The bill was approved with 229 votes in favor, 64 against and six abstentions – and won the support of three pro-European opposition parties. Finance Minister Euclid Tsakalotos, who took over from Varoufakis the day after the referendum, said the deal Greece reached with its creditors on Monday was the only possible choice.
Prominent Syriza party members were among the 38 dissenters, including Energy Minister Panagiotis Lafazanis and former finance minister Yanis Varoufakis, who many blame for exacerbating tensions with Greece’s creditors with his abrasive style during five months of tortured negotiations.
“I don’t know if we did the right thing. But I know we did something with the sense that we had no choice. Nothing was certain and nothing is,” he told parliament.

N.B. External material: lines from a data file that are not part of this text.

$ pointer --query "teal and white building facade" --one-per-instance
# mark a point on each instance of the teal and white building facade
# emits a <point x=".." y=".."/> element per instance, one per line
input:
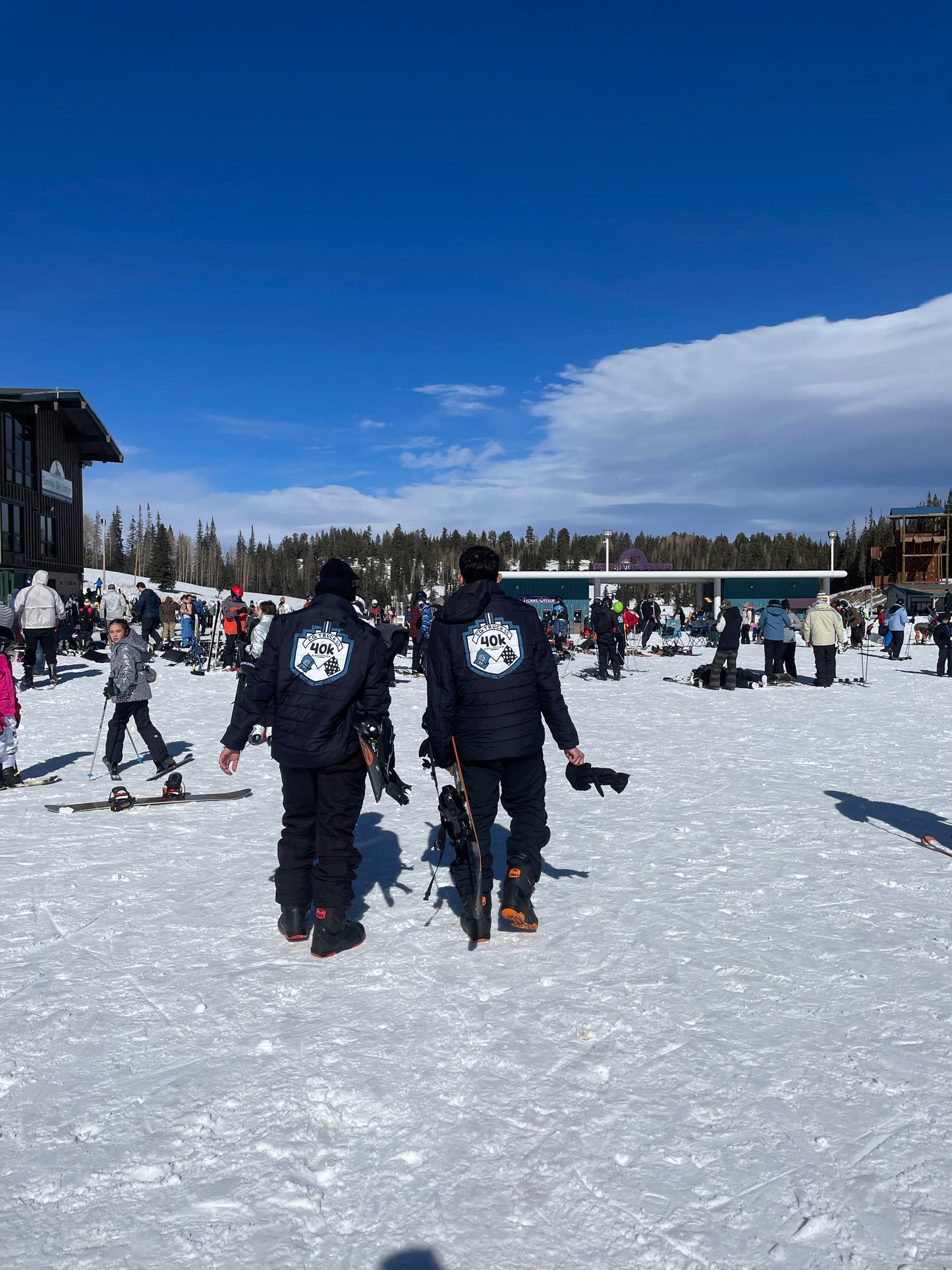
<point x="578" y="589"/>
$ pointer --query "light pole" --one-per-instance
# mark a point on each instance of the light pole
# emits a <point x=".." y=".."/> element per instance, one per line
<point x="831" y="535"/>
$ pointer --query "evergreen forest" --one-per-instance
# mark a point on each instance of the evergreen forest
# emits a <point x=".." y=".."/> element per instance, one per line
<point x="401" y="562"/>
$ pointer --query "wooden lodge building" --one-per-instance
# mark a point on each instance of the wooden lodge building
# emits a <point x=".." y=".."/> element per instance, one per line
<point x="49" y="437"/>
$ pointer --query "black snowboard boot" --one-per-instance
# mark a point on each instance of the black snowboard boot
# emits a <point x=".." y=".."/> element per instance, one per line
<point x="478" y="927"/>
<point x="293" y="923"/>
<point x="333" y="934"/>
<point x="517" y="898"/>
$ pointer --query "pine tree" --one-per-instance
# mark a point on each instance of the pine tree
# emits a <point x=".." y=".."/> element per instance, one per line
<point x="115" y="553"/>
<point x="163" y="563"/>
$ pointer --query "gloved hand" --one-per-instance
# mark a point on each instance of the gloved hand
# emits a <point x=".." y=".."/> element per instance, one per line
<point x="584" y="776"/>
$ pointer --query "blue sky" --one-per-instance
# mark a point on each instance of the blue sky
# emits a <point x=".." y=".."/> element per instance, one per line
<point x="245" y="231"/>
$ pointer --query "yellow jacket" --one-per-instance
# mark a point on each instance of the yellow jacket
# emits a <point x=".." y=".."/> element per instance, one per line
<point x="823" y="625"/>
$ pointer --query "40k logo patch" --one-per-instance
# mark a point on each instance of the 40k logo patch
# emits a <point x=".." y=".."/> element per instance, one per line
<point x="322" y="654"/>
<point x="493" y="647"/>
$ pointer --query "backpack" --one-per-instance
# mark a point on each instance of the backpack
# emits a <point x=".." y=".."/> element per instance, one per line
<point x="602" y="620"/>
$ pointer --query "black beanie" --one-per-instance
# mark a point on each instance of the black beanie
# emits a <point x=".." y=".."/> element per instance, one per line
<point x="337" y="578"/>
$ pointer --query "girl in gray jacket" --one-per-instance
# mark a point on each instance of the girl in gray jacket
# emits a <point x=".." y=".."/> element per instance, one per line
<point x="128" y="687"/>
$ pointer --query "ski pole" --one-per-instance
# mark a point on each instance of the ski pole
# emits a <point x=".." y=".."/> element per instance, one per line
<point x="96" y="748"/>
<point x="215" y="631"/>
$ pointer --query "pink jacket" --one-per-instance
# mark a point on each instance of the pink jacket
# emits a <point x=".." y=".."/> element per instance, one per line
<point x="8" y="695"/>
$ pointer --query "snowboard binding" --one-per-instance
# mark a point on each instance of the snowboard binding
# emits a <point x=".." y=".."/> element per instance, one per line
<point x="120" y="799"/>
<point x="173" y="789"/>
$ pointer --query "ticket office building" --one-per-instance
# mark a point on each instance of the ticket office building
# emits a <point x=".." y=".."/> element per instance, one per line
<point x="49" y="436"/>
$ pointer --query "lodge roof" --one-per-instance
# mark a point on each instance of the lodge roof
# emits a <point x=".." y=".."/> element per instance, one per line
<point x="79" y="419"/>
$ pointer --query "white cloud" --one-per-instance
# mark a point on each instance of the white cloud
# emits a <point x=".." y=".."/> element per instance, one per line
<point x="453" y="456"/>
<point x="462" y="398"/>
<point x="800" y="426"/>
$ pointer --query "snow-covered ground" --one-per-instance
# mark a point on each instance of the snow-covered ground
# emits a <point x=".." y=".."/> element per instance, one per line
<point x="727" y="1047"/>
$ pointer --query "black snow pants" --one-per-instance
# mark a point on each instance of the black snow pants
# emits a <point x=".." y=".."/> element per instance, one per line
<point x="608" y="652"/>
<point x="773" y="658"/>
<point x="316" y="853"/>
<point x="150" y="630"/>
<point x="522" y="784"/>
<point x="826" y="660"/>
<point x="729" y="657"/>
<point x="138" y="713"/>
<point x="47" y="642"/>
<point x="419" y="660"/>
<point x="790" y="658"/>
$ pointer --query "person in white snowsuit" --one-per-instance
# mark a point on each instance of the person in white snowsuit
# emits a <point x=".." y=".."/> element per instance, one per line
<point x="38" y="608"/>
<point x="112" y="605"/>
<point x="128" y="687"/>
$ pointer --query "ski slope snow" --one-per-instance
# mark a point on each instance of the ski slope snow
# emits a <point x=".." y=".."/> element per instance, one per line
<point x="727" y="1047"/>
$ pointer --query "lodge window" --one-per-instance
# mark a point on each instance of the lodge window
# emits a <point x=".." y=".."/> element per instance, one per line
<point x="12" y="533"/>
<point x="19" y="464"/>
<point x="47" y="538"/>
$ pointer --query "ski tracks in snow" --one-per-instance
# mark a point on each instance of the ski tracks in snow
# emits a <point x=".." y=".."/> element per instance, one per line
<point x="727" y="1047"/>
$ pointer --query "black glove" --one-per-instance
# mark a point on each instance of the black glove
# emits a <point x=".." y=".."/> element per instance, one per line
<point x="584" y="776"/>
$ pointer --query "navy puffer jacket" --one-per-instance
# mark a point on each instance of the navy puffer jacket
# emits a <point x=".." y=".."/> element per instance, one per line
<point x="491" y="678"/>
<point x="319" y="668"/>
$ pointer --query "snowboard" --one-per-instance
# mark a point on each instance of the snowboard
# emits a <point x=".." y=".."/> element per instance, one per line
<point x="934" y="845"/>
<point x="226" y="795"/>
<point x="182" y="763"/>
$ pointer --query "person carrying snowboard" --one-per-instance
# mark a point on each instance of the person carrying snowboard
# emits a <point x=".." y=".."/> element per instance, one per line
<point x="322" y="671"/>
<point x="727" y="645"/>
<point x="605" y="624"/>
<point x="490" y="681"/>
<point x="128" y="687"/>
<point x="234" y="621"/>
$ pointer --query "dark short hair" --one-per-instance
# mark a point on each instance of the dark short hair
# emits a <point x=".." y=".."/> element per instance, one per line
<point x="479" y="563"/>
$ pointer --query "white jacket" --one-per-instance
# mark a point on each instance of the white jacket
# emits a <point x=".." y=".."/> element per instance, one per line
<point x="112" y="605"/>
<point x="37" y="606"/>
<point x="260" y="635"/>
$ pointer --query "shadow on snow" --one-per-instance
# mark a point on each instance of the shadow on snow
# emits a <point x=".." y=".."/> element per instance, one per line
<point x="907" y="819"/>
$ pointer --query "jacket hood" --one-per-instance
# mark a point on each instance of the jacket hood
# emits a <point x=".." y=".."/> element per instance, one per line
<point x="467" y="604"/>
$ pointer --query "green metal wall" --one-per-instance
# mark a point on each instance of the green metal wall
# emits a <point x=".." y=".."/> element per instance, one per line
<point x="573" y="591"/>
<point x="752" y="591"/>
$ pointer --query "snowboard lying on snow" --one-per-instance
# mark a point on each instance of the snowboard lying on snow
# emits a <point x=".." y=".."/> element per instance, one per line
<point x="130" y="800"/>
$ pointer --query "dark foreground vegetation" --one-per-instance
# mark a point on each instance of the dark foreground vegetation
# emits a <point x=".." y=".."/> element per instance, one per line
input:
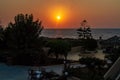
<point x="21" y="44"/>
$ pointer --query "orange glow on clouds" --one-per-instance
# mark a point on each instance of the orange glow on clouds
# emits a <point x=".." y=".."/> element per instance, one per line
<point x="58" y="16"/>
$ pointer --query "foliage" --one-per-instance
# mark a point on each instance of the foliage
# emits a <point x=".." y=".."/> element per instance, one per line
<point x="23" y="42"/>
<point x="114" y="55"/>
<point x="24" y="33"/>
<point x="92" y="62"/>
<point x="1" y="37"/>
<point x="85" y="36"/>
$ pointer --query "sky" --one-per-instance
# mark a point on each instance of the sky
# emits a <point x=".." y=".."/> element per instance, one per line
<point x="98" y="13"/>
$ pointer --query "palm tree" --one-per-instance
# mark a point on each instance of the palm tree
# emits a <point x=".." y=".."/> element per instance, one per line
<point x="24" y="33"/>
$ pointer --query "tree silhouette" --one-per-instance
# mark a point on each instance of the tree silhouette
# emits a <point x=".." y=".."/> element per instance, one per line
<point x="24" y="33"/>
<point x="85" y="36"/>
<point x="23" y="39"/>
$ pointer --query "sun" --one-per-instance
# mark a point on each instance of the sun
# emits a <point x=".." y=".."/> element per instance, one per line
<point x="58" y="17"/>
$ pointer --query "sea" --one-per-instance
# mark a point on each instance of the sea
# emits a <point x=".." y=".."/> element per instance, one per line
<point x="72" y="33"/>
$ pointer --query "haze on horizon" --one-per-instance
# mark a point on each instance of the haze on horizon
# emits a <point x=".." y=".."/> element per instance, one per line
<point x="98" y="13"/>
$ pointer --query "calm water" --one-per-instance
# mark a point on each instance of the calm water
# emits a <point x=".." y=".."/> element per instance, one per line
<point x="72" y="33"/>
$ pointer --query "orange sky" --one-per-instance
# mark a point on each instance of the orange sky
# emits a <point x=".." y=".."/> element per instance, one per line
<point x="98" y="13"/>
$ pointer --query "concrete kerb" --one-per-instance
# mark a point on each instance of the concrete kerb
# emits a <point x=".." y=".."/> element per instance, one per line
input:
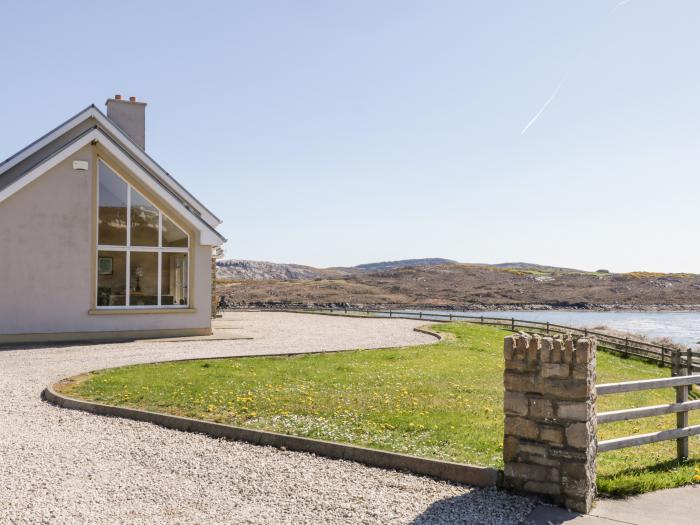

High-ranking dissenters included Alternate Finance Minister Nadia Valavani, who resigned from her post, sent a letter to Tsipras and released by the finance ministry Valavani said she believed “dominant circles in Germany” were intent on “the full humiliation of the government and the country.”The economy ministry’s secretary general, Manos Manousakis, also resigned over the measures.Parliament speaker Zoe Konstantopoulou, a prominent Syriza member, slammed the deal as a product of blackmail, calling it a “crime against humanity” and “social genocide.”
Thursday’s vote came after more than two weeks of capital controls, with Greek banks and the stock exchange shut since June 29 and ATM cash withdrawals limited to 60 euros per day.With its banks dangerously low on liquidity and the state practically out of cash, Greece desperately needs funds. It faces a Monday deadline to repay 4.2 billion euros ($4.6 billion) to the European Central Bank, and is also in arrears on 2 billion euros to the IMF.